Sequence alignment and identification of conserved residues of profilins.
(A) The sequence alignment of profilins among FgPfn, FfPfn, MoPfn, and ScPfn. The amino acids with the same polarity or acidity and basicity were annotated in red font. Identical amino acids were annotated with red shading. (B) Analysis of the interaction of FgPfn, FfPfn, MoPfn, and ScPfn with FgAct by Y2H assay. (C) The sequence alignment of profilins among ascomycetes and basidiomycetes. The amino acids with the same chemical properties were annotated in red font. Identical amino acids were annotated with red shading. (D) Analysis of the interaction of FgPfn amino acid mutations with FgAct by Y2H assay.
Fig 12.
Conserved amino acids were required for the function of FgPfn.

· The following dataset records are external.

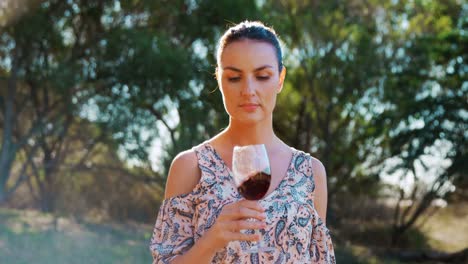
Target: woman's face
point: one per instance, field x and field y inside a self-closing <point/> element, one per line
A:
<point x="249" y="80"/>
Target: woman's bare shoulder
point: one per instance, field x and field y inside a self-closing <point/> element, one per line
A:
<point x="183" y="175"/>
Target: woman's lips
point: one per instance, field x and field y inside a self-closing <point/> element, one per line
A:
<point x="249" y="107"/>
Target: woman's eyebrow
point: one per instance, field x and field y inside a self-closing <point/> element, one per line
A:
<point x="263" y="67"/>
<point x="239" y="70"/>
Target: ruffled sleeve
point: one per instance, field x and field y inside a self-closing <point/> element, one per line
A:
<point x="322" y="247"/>
<point x="174" y="230"/>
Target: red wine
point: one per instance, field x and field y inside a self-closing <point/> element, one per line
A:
<point x="255" y="187"/>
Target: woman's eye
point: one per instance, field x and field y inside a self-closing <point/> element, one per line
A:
<point x="263" y="78"/>
<point x="234" y="79"/>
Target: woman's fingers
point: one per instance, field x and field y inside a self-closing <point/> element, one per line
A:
<point x="244" y="209"/>
<point x="244" y="237"/>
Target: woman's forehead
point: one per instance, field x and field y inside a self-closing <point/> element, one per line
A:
<point x="248" y="53"/>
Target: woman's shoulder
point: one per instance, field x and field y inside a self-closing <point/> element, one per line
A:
<point x="183" y="174"/>
<point x="317" y="167"/>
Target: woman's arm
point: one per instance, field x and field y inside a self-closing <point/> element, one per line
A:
<point x="320" y="178"/>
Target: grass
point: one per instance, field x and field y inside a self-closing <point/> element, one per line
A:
<point x="33" y="237"/>
<point x="448" y="228"/>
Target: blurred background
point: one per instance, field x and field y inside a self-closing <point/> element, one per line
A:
<point x="97" y="97"/>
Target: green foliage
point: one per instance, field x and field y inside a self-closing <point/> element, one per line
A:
<point x="28" y="236"/>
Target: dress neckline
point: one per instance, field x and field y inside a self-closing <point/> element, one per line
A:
<point x="231" y="175"/>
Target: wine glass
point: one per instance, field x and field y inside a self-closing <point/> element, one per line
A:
<point x="252" y="175"/>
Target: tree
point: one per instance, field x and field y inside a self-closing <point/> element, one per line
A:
<point x="425" y="96"/>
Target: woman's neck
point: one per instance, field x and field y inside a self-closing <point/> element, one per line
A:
<point x="241" y="134"/>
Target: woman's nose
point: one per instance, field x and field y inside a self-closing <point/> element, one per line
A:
<point x="248" y="87"/>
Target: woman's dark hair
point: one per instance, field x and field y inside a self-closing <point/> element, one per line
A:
<point x="253" y="30"/>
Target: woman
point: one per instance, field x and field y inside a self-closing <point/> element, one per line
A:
<point x="201" y="218"/>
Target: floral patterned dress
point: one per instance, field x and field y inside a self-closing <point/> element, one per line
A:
<point x="294" y="228"/>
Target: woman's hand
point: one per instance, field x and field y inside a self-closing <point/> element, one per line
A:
<point x="234" y="218"/>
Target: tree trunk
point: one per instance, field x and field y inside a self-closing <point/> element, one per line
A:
<point x="8" y="148"/>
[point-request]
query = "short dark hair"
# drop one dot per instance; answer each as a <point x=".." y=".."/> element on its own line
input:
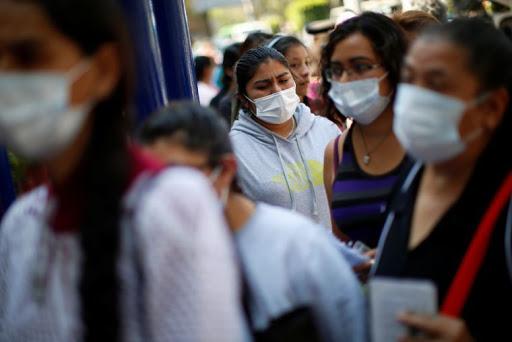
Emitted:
<point x="197" y="128"/>
<point x="229" y="59"/>
<point x="251" y="61"/>
<point x="489" y="53"/>
<point x="387" y="40"/>
<point x="283" y="43"/>
<point x="414" y="21"/>
<point x="201" y="64"/>
<point x="254" y="40"/>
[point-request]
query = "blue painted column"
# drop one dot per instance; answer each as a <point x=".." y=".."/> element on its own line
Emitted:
<point x="164" y="61"/>
<point x="7" y="193"/>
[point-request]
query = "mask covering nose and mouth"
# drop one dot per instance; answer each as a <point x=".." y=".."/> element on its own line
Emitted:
<point x="360" y="99"/>
<point x="36" y="118"/>
<point x="277" y="108"/>
<point x="427" y="123"/>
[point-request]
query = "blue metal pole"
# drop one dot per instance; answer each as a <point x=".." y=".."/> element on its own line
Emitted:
<point x="164" y="61"/>
<point x="7" y="192"/>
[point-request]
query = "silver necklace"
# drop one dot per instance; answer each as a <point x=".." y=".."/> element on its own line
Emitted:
<point x="367" y="158"/>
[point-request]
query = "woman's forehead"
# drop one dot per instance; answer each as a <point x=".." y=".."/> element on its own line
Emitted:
<point x="269" y="69"/>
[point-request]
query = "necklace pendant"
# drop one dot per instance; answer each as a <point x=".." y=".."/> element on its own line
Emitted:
<point x="366" y="159"/>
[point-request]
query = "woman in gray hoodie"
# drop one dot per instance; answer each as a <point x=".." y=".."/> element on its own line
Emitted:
<point x="278" y="142"/>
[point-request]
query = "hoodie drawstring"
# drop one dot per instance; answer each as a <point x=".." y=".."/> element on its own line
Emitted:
<point x="309" y="177"/>
<point x="292" y="198"/>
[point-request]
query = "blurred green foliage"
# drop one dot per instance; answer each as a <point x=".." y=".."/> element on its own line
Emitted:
<point x="301" y="12"/>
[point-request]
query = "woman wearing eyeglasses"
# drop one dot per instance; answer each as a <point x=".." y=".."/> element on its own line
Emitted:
<point x="361" y="67"/>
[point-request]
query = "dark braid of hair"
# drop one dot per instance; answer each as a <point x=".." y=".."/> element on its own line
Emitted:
<point x="105" y="165"/>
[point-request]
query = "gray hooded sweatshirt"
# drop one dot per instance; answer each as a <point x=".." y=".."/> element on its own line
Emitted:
<point x="286" y="172"/>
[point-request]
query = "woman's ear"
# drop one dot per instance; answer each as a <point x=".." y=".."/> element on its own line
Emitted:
<point x="244" y="104"/>
<point x="107" y="63"/>
<point x="495" y="108"/>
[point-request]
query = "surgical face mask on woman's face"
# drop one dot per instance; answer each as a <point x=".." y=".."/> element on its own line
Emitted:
<point x="427" y="123"/>
<point x="276" y="108"/>
<point x="360" y="100"/>
<point x="36" y="118"/>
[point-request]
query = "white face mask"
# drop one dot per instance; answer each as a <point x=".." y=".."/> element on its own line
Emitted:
<point x="277" y="108"/>
<point x="360" y="99"/>
<point x="36" y="120"/>
<point x="427" y="123"/>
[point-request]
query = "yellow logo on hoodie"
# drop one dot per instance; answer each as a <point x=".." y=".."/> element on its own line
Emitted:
<point x="298" y="177"/>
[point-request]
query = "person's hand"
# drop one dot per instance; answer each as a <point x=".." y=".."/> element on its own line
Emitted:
<point x="362" y="270"/>
<point x="437" y="328"/>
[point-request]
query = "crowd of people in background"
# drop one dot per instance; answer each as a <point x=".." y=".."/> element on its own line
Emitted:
<point x="263" y="212"/>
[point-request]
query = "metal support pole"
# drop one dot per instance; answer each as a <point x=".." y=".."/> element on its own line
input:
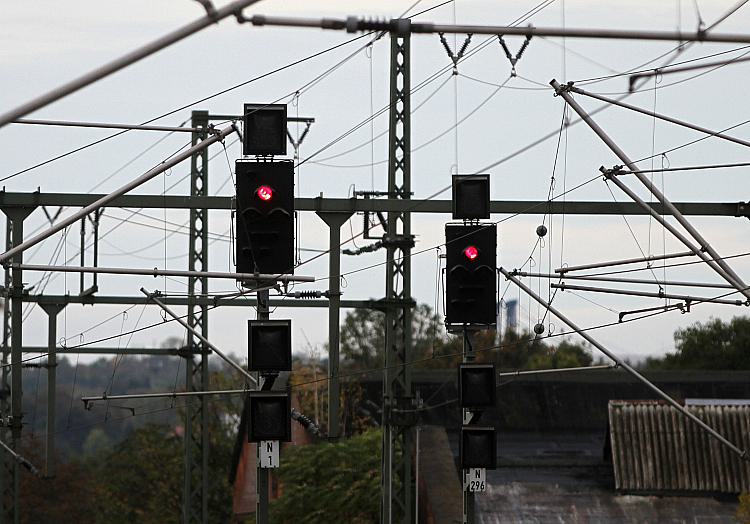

(A) Growth phenotypes of different mutants. Mycelial growth was photographed after the 3d culture of each mutant on PDA. (B) The colony diameter of each mutant strain was measured after the 3d growth on PDA. Bars with the same letter indicate no significant difference according to the LSD test at p < 0.05. (C) Mutations in conserved residues caused defects in actin organization. The images of actin organization were taken after the 24h culture of each mutant in YEPD. Bar = 10 μm.
Fig 13.
The schematic illustration of the interaction and function of FgPfn in FgPfn-dependent cytoskeleton.
The interaction between FgPfn with Fgα1 and Fgβ2 contributes to microtubule organization and the sensitivity to carbendazim. FgPfn regulated the FgMyo5-FgAct cytoskeleton and the sensitivity to phenamacril by participating in the organization and interaction of FgMyo5 and FgAct. FgPfn regulates the formation of toxisomes by participating in the reorganization of actin induced in TBI. In this way, FgPfn regulates the vegetative growth, sexual reproduction and pathogenicity of the filamentous fungus Fusarium graminearum.